On January 7, 1978, five members of the Movimento Sociale Italiano's (Italian Social Movement, MSI) youth group, the Fronte della Gioventù (Youth Front, FdG), were ambushed by five Lotta Continua (Ongoing Struggle) militants in front of one of the MSI's social centers in Rome's Tuscolano neighborhood (Fig. 1). Franco Bigonzetti was shot dead at the scene, and Francesco Ciavatta died in an ambulance shortly afterwards. Later on that day, a large demonstration in the courtyard outside of the neighborhood headquarters on Via Acca Larenzia quickly turned violent. Following a confrontation between Roman police officers and a number of far-right demonstrators, shots were fired into the crowd. A third young man, Stefano Recchioni, was struck by a police bullet. He died two days later.
This sticker incorporates the Celtic Cross at its center, a symbol that has been co-opted by neo-Nazi, neo-fascist and white supremacist movements globally. The symbol has been banned in Italy in political contexts, though it remains a religious symbol in some parts of northern Italy. The Celtic Cross features prominently in the 2012 commemorative painting on the façade of the former MSI youth center on Via Acca Larenzia, and is frequently incorporated into various neo-fascist commemorative materials in Italy (Fig. 2). In both form and design, the sticker is reminiscent of the long banners carried at the front of commemorative marches by the contemporary far right, which usually draw upon a highly contrasted black and white color palette.
Every year on January 7, Rome's neo-fascists commemorate the deaths of Bigonzetti, Ciavatta, and Recchioni. Informally organized by CasaPound Italia (House of [Ezra] Pound Italy, CPI), this annual ceremony involves a procession through the surrounding neighborhood's streets and culminates in the gathering of participants in front of the former MSI social center on Via Acca Larenzia (Figs. 3 and 4). Typically, the leader of the ceremony stands in front of participants, who are organized in tight military-style rows, and shouts out the names of Bigonzetti, Ciavatta, and Recchioni (Fig. 5). Participants respond with the cry "Presente!" (Present!) – a common mnemonic device deployed during Benito Mussolini's twenty years in power which signified the imagined eternality of the Blackshirt militiamen who were killed in clashes with left-wingers in Italy during the Red Biennium uprisings (1919-20) or during the regime's various military conquests during the 1930s (Fig. 6).
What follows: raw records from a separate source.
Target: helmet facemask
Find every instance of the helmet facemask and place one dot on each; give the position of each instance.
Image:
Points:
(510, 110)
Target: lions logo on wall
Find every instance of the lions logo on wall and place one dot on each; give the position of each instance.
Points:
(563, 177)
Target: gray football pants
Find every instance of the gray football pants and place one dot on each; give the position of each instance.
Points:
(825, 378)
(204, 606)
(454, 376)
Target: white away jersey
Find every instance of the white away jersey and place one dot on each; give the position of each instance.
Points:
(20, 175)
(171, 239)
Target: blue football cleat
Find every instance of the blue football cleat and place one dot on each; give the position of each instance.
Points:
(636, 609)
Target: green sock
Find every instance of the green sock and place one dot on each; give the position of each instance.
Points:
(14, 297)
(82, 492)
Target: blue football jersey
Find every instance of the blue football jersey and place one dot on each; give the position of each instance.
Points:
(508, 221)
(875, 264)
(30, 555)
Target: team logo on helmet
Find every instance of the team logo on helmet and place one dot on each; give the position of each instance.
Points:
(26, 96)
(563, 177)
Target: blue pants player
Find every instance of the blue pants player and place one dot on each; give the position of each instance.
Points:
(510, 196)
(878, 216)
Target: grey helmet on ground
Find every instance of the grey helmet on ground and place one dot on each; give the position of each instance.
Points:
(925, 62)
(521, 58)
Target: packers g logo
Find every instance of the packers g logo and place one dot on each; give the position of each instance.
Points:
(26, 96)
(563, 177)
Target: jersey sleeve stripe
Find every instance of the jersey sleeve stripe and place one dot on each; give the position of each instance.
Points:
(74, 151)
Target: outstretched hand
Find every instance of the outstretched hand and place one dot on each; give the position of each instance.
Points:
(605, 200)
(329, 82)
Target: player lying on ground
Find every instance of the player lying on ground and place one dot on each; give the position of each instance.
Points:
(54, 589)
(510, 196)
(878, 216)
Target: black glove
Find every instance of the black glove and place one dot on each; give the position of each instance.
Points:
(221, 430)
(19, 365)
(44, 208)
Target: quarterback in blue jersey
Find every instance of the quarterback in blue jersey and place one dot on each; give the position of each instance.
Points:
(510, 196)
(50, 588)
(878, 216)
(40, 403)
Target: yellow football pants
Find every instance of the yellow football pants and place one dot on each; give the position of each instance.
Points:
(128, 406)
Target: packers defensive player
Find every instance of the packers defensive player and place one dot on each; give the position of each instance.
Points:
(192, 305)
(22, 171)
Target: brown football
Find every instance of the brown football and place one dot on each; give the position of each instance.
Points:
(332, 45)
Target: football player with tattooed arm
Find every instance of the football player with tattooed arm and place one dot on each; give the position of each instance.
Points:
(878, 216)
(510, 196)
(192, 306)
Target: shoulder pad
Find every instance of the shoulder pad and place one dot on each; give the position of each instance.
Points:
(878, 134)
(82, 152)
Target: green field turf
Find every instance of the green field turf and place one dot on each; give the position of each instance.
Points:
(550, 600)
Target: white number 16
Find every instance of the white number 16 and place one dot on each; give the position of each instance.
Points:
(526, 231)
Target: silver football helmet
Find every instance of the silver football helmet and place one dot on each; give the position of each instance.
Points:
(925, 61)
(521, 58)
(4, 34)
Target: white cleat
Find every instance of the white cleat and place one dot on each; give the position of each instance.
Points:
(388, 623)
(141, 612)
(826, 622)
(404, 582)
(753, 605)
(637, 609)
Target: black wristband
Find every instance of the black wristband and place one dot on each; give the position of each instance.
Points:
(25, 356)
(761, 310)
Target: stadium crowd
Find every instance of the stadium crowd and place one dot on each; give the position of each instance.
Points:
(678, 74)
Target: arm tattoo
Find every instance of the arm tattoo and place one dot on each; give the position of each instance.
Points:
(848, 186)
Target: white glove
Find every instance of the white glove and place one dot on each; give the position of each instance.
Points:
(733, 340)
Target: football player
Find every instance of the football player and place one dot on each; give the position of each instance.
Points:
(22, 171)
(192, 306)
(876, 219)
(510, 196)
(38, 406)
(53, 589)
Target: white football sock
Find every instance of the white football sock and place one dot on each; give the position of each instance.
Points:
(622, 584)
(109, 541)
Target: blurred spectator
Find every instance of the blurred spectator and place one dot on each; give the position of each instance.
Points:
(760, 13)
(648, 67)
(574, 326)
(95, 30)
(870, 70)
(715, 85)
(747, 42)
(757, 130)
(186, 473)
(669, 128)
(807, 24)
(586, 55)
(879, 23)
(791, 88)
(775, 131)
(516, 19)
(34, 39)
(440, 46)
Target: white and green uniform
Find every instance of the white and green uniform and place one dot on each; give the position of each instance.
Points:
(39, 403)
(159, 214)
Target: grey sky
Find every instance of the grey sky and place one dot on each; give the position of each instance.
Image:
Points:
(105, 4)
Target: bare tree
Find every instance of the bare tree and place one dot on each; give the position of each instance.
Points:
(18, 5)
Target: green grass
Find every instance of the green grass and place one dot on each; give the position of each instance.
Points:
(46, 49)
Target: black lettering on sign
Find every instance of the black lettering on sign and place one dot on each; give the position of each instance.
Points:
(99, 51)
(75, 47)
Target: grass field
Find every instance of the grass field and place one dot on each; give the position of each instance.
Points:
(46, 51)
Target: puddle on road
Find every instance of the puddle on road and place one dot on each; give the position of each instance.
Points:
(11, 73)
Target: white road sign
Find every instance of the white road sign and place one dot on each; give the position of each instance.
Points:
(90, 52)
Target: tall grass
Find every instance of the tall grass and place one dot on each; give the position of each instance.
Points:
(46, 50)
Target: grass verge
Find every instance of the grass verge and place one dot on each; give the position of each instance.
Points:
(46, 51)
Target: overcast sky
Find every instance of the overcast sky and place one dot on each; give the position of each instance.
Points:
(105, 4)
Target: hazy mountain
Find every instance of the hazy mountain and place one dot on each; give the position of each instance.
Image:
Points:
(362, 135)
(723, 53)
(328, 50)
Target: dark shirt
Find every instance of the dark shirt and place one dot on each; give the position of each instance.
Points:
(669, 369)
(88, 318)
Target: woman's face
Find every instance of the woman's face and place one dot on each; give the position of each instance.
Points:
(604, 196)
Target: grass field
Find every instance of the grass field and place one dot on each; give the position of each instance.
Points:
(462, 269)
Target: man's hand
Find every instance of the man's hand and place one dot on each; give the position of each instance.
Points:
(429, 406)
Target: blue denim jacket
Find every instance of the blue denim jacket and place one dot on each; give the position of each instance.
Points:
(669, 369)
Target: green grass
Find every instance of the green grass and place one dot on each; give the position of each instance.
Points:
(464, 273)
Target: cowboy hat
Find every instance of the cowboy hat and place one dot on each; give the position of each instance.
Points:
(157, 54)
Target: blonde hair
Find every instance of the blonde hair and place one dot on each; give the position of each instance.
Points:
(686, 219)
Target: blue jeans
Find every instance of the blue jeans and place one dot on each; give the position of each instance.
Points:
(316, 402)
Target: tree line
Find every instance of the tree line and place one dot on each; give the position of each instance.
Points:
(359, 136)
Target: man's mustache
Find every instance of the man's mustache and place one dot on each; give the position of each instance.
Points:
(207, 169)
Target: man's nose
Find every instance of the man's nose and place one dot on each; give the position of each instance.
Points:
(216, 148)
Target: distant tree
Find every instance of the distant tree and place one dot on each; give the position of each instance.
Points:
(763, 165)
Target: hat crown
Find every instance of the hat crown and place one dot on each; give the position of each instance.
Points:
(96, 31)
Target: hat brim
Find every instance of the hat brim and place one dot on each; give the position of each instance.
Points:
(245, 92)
In addition to the CPI-led ceremony, members of Forza Nuova (New Force, FN) and Comunità Politica di Avanguardia (Vanguard Political Community) gather annually in Rome's Verano Cemetery to honor Italy's various far-right "martyrs." Similar to the Via Acca Larenzia commemoration, this ceremony involves a procession through the cemetery, stopping to honor those deemed as part of Italy's right-wing heritage, including the Risorgimento-era patriot, poet, and writer of Italy's national anthem, Gofredo Mameli (2024), neo-fascist victims of the Years of Lead (1968-82), and the 1933 Chapel of Fascist Martyrs, where the commemorative procession ends. "For years now, we have chosen the Verano chapel as a symbol of all comrades who died on the path of honor," remarked Vincenzo Nardulli, a leading figure in Rome's neo-fascist community, explaining his group's decision not to hold their January 7 ceremony at the site of the Acca Larenzia killings. Nardulli and Giuliano Castellino, both FN operatives, were sentenced to five years and six months' imprisonment in 2020 after attacking two Express journalists who were documenting the January 7, 2019 Acca Larenzia commemoration (2019a; 2019b; Federici 2020).
Beyond Italy's openly neo-fascist community, a number of the country's prominent politicians regularly commemorate the Acca Larenzia "strage" (massacre). Indeed, every year Giorgia Meloni (Meloni 2021), along with her party Fratelli d'Italia (Brothers of Italy, FdI), circulate Internet graphics and physical posters in Italy honoring the "fallen" at Via Acca Larenzia, placing Meloni and her party firmly within the commemorative practices of Italy's neo-fascist community (Figs. 6, 7, and 8).